The GCP is similar in concept to the common agricultural submersible pumps, which are also driven by a surface motor turning a shaft that extends down to the multi-stage centrifugal pump downhole. In the agricultural application, there is no downhole transmission, as the motor, shaft and pump all turn at the some speed, about 1,600 RPM. They are able to turn the assembly this fast because the shaft is run inside a tubing string with stabilizing bearings run at 10 foot intervals, an impractical configuration for the much deeper oil wells.
An agriculture pump, running at only 1,600 RPM, is able to generate sufficient head per stage to lift water several hundred feet by virtue of the large diameter of the pump, made possible by the large diameter of the water wells (the head, or pressure each stage generates is proportional to the diameter of the pump rotor). Since oil wells typically have inside diameters in the 6 inch to 8 inch range, and oil wells are usually much deeper than water wells, ESPs typically run in the 3,000 to 3,500 RPM range to generate sufficient head per stage to keep the number of stages down to a manageable number (the head per stage is proportional also to the square of the rotational speed). Even at these high rpms, ESPs frequently will have 200+ stages to allow the lifting of fluid from several thousand feet.

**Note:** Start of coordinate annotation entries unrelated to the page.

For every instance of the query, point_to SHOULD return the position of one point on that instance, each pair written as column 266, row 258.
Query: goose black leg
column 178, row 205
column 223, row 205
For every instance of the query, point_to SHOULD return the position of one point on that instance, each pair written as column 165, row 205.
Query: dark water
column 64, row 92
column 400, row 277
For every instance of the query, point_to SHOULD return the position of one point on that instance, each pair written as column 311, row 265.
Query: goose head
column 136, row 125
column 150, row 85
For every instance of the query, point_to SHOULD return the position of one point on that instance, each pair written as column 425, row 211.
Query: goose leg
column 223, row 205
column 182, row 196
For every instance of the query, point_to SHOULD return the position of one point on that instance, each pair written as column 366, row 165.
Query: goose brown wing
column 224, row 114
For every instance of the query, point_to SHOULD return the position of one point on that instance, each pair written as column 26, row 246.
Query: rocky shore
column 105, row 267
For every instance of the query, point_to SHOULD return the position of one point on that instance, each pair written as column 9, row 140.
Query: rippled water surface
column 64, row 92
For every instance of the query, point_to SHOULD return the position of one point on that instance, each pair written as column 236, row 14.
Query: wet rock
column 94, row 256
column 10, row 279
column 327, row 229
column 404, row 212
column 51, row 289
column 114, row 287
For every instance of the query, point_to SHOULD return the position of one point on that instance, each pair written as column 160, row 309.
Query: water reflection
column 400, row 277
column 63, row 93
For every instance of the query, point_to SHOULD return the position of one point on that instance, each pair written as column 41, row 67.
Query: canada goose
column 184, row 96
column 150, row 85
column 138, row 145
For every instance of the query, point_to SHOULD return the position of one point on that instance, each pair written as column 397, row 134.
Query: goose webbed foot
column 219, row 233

The following patents represent some efforts to find a reliable, high capacity, deep well pumping system. The most common approach is still to use a downhole positive displacement pump driven by the rod string which is rotated or reciprocated by a surface power source.
Ortiz U.S. Pat. No. 3,891,031 is specifically directed to deep wells and a seal in the well casing which would permit the casing to become a part of the delivery system.

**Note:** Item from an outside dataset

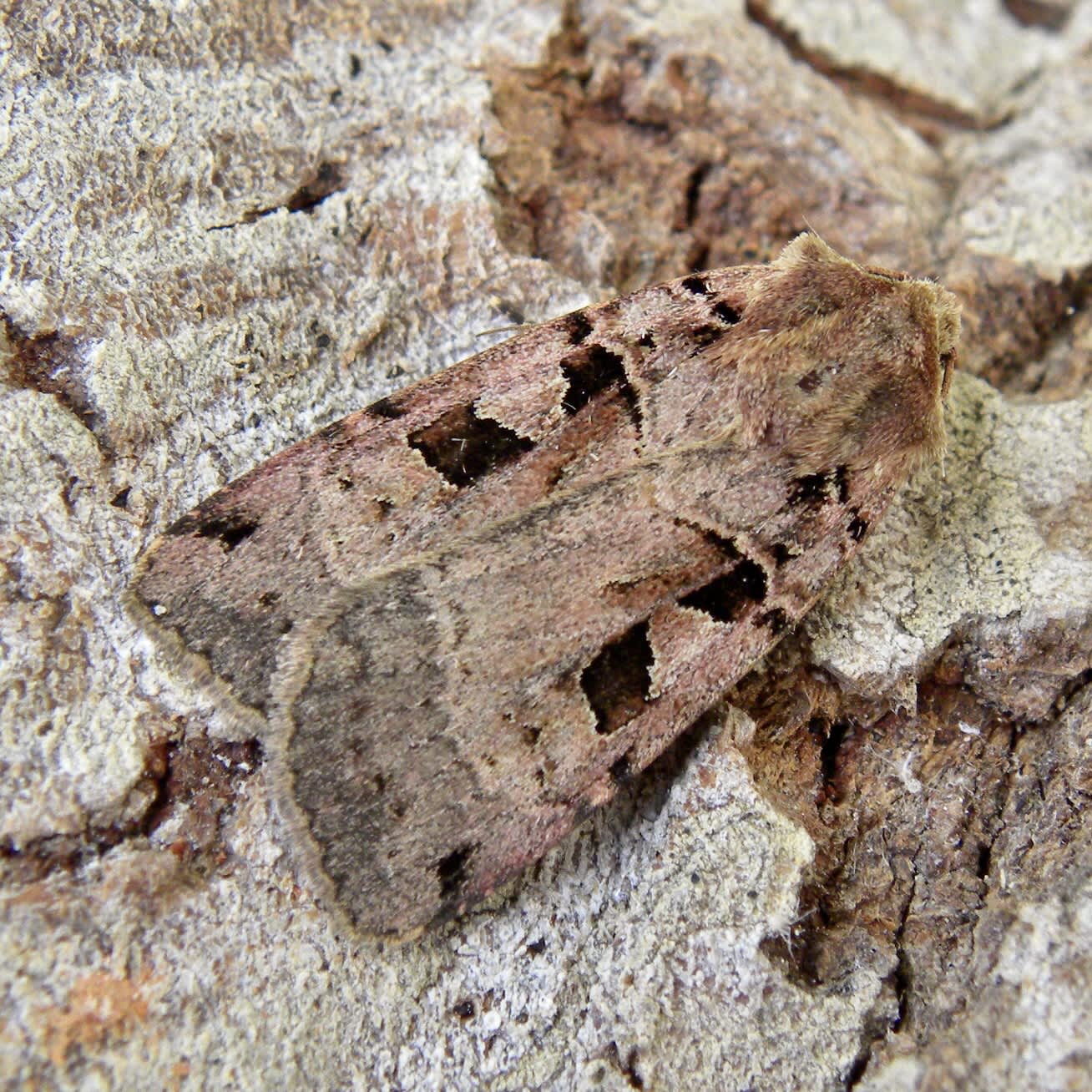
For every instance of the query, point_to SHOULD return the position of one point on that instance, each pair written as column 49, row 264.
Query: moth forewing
column 467, row 613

Justice U.S. Pat. No. 4,291,588 suggests a system for stripper wells, having bore diameters of about 4 inches. This specific patent addresses a step down transmission disposed between an electric motor and a positive displacement pump. It is presumed that other divisionals of the parent application address the system as a whole.
Garrison U.S. Pat. No. 4,108,023 addresses a step down transmission for use in a drill rig wherein drilling mud is capable of bypassing the transmission to lubricate the bit without invading the system itself.

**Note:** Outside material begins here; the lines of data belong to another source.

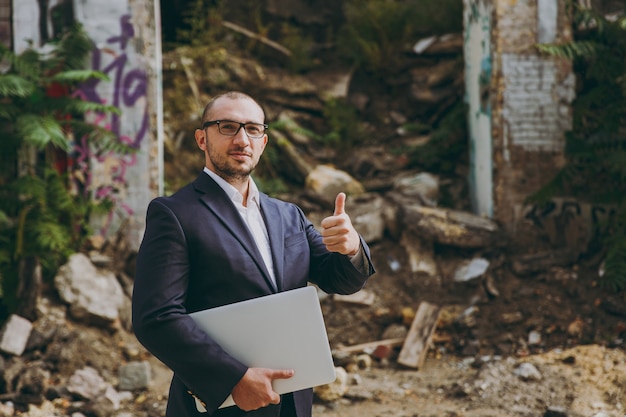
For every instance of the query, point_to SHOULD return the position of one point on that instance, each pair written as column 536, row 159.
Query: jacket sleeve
column 159, row 315
column 334, row 272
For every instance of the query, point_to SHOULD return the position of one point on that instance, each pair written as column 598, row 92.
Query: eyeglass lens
column 254, row 130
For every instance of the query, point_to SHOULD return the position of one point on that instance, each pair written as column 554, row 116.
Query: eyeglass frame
column 217, row 122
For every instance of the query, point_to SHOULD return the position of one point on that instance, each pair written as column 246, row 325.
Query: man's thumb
column 340, row 204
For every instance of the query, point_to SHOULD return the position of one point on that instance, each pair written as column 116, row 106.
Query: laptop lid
column 279, row 331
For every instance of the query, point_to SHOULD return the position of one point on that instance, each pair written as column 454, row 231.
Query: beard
column 230, row 170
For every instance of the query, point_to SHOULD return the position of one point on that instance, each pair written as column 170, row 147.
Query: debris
column 415, row 347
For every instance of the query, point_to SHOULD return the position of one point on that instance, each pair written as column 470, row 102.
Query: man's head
column 232, row 135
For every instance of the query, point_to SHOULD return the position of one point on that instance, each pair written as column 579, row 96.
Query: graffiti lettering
column 107, row 180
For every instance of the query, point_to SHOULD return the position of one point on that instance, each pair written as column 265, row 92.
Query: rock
column 471, row 269
column 93, row 295
column 15, row 334
column 336, row 389
column 451, row 227
column 528, row 372
column 327, row 181
column 87, row 384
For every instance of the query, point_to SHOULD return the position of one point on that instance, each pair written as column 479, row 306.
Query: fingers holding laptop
column 255, row 390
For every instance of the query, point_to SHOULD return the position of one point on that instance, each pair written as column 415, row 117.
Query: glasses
column 230, row 128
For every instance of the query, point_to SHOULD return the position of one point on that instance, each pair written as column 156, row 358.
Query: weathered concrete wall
column 524, row 110
column 6, row 35
column 533, row 101
column 127, row 49
column 477, row 18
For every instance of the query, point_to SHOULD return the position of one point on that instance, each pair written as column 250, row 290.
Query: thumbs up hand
column 338, row 234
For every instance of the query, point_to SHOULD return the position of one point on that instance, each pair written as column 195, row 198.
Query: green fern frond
column 571, row 50
column 52, row 236
column 8, row 111
column 40, row 131
column 14, row 86
column 78, row 76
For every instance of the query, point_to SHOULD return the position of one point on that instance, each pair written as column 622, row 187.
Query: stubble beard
column 229, row 171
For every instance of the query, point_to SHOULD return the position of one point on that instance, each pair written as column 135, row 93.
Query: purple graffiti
column 129, row 88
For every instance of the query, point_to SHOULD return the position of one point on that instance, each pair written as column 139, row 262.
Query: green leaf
column 78, row 76
column 41, row 131
column 15, row 86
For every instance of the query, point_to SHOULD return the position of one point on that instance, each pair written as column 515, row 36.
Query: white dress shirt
column 251, row 215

Weber U.S. Pat. No. 5,209,294 is illustrative of a progressive cavity pump. Such pumps, however, operate at speeds from 300 to 1200 rpm, and their delivery rate is not optimum for deep well applications. A similar pump is shown in Cameron U.S. Pat. No. 5,275,238, although the essence of the patent is directed to objectives other than the pump per se.
It is also recognized that there are some higher speed applications in the agricultural field, that is in the neighborhood of 1200 to 1600 rpms, and typically driving a turbine pump. Unlike the present invention, however, these systems require that the drive shaft to the pump be encased, and bearings provided between the casing and the drive shaft to prevent the drive shaft from destruction during operation.
As will become apparent from a reading of the following description of the preferred embodiment of the present invention, none of the prior art efforts adequately address the practical problems long suffered by producers with respect to high rate deep wells. Despite the advantages of the above-noted devices, there remains a continuing need to improve on a deep well fluid recovery system.